A summary table (values directly as claimed in the data):
| Language | pass@1 (GPT-4o mini) |
|---|---|
| Python | 48.06% |
| Others | 0.12%–15.26% |
This suggests that advances in multilingual and OOP-aware code synthesis remain necessary to bridge observed deficiencies.
6. Dataset Availability and Community Impact
The MultiOOP benchmark, including all curated tasks, pass@o metric implementation, translation infrastructure, and evaluation scripts, is publicly released to foster reproducible, community-driven advancement in LLM-based code synthesis. The benchmark and related tools are accessible at:
- GitHub: https://github.com/alphadl/OOP-eval
- HuggingFace Datasets: https://huggingface.co/datasets/codeai-dteam/MultiOOP
By combining cross-language parity, OOP structural scrutiny, and comprehensive test coverage, MultiOOP provides an essential platform for diagnosing and improving the OOP abstraction ability and multilingual versatility of next-generation code LLMs.

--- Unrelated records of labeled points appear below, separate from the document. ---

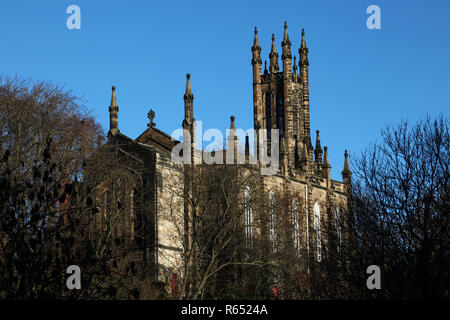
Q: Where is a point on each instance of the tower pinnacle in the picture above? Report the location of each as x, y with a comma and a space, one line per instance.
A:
273, 55
113, 113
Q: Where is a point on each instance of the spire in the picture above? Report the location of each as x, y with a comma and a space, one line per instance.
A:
346, 173
255, 41
284, 157
283, 145
286, 36
326, 168
113, 114
303, 44
295, 65
232, 143
256, 50
188, 92
273, 55
318, 150
303, 51
346, 166
326, 163
232, 125
151, 115
247, 148
188, 103
189, 122
286, 45
113, 97
305, 151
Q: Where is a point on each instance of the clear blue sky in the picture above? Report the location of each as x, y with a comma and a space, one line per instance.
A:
360, 79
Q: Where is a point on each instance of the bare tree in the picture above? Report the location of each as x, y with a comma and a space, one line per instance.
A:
401, 203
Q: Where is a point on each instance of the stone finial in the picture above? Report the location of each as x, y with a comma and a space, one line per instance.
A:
113, 114
346, 165
151, 115
113, 96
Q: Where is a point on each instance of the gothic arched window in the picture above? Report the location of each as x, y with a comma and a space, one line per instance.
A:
280, 112
272, 221
268, 113
317, 230
295, 224
337, 219
136, 221
248, 216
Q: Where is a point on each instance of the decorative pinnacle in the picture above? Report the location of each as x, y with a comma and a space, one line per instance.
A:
274, 48
346, 165
188, 94
151, 115
232, 126
303, 44
286, 36
113, 97
256, 46
326, 163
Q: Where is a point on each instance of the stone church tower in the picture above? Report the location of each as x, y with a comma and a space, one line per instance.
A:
280, 101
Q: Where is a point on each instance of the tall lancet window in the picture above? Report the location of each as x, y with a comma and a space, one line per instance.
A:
317, 230
295, 225
337, 219
272, 221
248, 216
280, 112
268, 113
136, 225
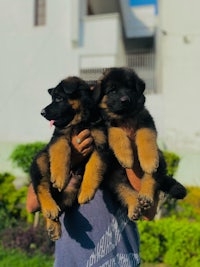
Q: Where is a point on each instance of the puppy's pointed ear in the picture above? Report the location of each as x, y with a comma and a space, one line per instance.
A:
50, 91
140, 85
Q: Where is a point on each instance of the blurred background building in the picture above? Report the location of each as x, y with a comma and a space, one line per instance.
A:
43, 41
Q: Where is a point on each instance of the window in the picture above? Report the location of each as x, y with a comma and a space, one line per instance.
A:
40, 12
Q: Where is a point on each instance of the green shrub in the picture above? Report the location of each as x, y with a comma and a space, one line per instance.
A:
12, 201
16, 258
174, 242
23, 154
172, 161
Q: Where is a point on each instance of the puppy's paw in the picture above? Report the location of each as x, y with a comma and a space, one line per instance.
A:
85, 196
145, 202
54, 230
149, 165
51, 211
126, 162
58, 182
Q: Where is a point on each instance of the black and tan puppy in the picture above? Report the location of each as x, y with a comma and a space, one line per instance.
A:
72, 110
121, 100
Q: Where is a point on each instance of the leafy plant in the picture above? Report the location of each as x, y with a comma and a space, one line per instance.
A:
172, 161
12, 201
28, 239
16, 258
174, 242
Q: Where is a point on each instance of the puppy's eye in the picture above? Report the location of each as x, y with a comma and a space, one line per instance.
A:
58, 99
112, 89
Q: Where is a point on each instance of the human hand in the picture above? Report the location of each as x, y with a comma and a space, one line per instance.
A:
79, 151
82, 146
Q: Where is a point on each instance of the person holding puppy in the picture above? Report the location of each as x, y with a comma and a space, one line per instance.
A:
98, 233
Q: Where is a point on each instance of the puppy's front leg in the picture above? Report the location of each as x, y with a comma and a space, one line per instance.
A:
121, 146
60, 154
93, 176
146, 142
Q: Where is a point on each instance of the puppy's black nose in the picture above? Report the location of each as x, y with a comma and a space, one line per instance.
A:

7. Significance and Research Outlook
MultiOOP directly addresses the deficits of previous evaluation regimes characterized by single-language focus, granular code completion (function-level or below), and meager test coverage. It establishes a robust, scalable standard for measuring LLMs’ comprehension and instantiation of critical OOP paradigms in real-world programming environments. The observed gaps—substantial multilingual performance drop and persistent OOP concept mismatches—highlight target areas for future model development and benchmark refinement. A plausible implication is that progress in LLM architecting, multilingual training, and explicit OOP grounding will be measurable via improved, discriminative performance on MultiOOP, thereby guiding the field toward models exhibiting practical and conceptual mastery of diverse software engineering tasks (Wang et al., 30 Sep 2025).